Gold Price Performance: Gold once again demonstrated its worth as a safe-haven asset. Amid the crisis, investors started to buy gold, and despite some volatility, it ended the year around $850 per ounce. However, it was in the aftermath of the crisis that gold truly shone. As central banks embarked on quantitative easing, fears of future inflation emerged. Investors continued to flock to the yellow precious metal, driving the gold prices to new highs, exceeding $1,900 per ounce by 2011.

The COVID-19 Pandemic (2020 - Present)

The COVID-19 pandemic has brought significant economic disruption and prompted governments and central banks to implement extensive fiscal and monetary measures, raising concerns about inflation.

Economic Landscape: The pandemic caused severe recessions in many countries. Governments and central banks deployed massive stimulus measures, leading to increased money supply and potential inflationary pressures.

Gold Price Performance: Once again, gold emerged as a reliable store of value amid economic turmoil. As the pandemic unfolded in 2020, investors sought refuge in gold, driving up its price. In Australian dollars, gold reached historic highs, peaking at over $2,800 per ounce in August 2020. Gold has maintained its strong performance, reflecting ongoing investor demand amid economic uncertainty and inflation concerns.
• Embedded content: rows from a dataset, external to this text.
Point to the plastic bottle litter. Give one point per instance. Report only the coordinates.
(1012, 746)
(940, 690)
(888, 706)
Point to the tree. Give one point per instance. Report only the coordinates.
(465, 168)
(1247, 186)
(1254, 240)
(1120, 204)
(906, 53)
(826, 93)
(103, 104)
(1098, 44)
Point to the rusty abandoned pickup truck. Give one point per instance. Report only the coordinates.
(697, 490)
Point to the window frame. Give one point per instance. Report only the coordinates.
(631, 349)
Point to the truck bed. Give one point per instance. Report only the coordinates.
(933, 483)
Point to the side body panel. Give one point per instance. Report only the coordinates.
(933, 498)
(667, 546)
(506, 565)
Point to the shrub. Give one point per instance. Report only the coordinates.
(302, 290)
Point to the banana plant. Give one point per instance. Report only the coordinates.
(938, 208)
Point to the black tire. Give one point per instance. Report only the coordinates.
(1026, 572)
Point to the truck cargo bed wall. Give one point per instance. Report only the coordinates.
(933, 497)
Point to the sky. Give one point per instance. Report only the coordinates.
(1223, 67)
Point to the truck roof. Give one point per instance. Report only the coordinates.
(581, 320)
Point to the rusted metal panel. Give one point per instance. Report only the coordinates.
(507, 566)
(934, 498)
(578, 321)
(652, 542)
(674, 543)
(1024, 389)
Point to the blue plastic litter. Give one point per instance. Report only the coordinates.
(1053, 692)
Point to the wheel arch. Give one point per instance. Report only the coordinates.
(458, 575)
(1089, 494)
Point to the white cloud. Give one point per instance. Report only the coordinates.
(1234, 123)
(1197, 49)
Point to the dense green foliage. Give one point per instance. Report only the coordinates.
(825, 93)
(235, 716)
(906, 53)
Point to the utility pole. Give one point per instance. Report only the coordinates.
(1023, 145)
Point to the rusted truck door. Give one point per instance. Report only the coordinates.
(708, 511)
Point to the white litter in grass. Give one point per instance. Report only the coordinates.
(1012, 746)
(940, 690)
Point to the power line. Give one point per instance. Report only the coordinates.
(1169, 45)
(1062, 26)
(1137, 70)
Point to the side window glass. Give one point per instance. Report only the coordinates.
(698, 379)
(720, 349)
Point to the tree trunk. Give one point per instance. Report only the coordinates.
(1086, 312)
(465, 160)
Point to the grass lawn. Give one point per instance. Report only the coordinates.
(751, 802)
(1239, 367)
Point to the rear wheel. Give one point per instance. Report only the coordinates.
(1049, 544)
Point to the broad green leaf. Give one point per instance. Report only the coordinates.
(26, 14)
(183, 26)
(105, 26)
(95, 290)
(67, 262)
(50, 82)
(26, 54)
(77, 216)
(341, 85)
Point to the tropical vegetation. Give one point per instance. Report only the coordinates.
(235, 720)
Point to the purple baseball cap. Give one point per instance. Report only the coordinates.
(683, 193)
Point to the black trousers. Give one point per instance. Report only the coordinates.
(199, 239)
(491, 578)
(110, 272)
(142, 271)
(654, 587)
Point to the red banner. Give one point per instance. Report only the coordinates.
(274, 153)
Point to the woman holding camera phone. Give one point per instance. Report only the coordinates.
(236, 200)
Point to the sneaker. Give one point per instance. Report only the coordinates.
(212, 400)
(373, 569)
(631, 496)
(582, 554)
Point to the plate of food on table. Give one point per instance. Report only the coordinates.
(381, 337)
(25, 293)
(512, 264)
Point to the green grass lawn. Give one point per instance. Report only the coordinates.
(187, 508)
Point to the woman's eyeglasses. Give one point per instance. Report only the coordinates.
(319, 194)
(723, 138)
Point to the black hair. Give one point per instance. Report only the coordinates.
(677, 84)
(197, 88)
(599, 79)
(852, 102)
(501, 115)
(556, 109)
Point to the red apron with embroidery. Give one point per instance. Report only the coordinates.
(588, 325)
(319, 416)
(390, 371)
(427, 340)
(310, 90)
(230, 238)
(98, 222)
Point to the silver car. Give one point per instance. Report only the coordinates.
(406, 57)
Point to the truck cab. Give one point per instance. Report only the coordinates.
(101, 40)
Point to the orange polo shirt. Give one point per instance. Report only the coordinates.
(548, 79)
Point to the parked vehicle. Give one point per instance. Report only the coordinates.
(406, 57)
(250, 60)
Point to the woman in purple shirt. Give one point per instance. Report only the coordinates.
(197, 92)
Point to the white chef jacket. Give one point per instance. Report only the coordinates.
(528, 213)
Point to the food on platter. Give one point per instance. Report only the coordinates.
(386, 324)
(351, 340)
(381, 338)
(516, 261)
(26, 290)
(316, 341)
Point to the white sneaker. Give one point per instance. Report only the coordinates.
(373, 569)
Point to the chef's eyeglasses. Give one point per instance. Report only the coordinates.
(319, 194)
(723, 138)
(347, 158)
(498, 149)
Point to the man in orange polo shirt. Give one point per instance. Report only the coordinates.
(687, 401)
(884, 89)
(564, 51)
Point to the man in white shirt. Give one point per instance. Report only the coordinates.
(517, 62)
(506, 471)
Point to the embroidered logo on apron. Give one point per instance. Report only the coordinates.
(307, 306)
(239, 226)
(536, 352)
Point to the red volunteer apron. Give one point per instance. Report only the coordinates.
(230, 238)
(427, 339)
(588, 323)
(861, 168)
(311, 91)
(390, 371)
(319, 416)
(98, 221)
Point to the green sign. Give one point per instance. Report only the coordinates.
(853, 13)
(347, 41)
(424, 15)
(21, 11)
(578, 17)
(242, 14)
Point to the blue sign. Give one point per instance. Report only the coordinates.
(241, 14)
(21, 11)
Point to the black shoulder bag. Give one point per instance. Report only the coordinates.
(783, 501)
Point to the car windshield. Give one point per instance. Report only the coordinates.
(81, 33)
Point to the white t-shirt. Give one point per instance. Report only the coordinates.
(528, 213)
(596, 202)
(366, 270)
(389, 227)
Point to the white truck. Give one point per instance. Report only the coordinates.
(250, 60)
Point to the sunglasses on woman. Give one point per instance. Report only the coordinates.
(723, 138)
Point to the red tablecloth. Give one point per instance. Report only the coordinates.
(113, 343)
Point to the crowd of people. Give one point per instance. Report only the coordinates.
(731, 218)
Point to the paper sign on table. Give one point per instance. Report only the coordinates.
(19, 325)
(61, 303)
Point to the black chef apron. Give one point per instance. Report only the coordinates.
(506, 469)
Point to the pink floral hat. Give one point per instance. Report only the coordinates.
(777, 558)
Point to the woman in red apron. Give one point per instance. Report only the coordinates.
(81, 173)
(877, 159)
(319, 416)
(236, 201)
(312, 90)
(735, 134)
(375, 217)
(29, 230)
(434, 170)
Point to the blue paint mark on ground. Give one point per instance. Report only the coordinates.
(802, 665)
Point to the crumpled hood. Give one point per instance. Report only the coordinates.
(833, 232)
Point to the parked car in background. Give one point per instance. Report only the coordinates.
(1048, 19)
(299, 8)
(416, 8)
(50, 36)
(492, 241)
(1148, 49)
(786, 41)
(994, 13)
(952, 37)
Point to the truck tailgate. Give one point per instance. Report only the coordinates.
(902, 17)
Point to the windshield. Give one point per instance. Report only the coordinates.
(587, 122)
The Role of Gold in Uncertain Times

The COVID-19 pandemic underscores gold's importance in a diversified investment portfolio. In an era of unprecedented economic uncertainty, gold offers stability and protection against potential inflation. As investors worldwide turn to this timeless asset, gold today continues to shine brightly as the king of the precious metals when considering a hedge against current volatile market conditions.


In times of rising inflation and economic turbulence, gold has consistently proven itself as a reliable hedge and a store of value. Its historical performance during periods of inflation, such as the 1970s, the Global Financial Crisis, and the COVID-19 pandemic, underscores its enduring appeal for investors seeking stability and protection against eroding purchasing power. As the world grapples with economic uncertainties, gold bullion stands strong as a beacon of financial security.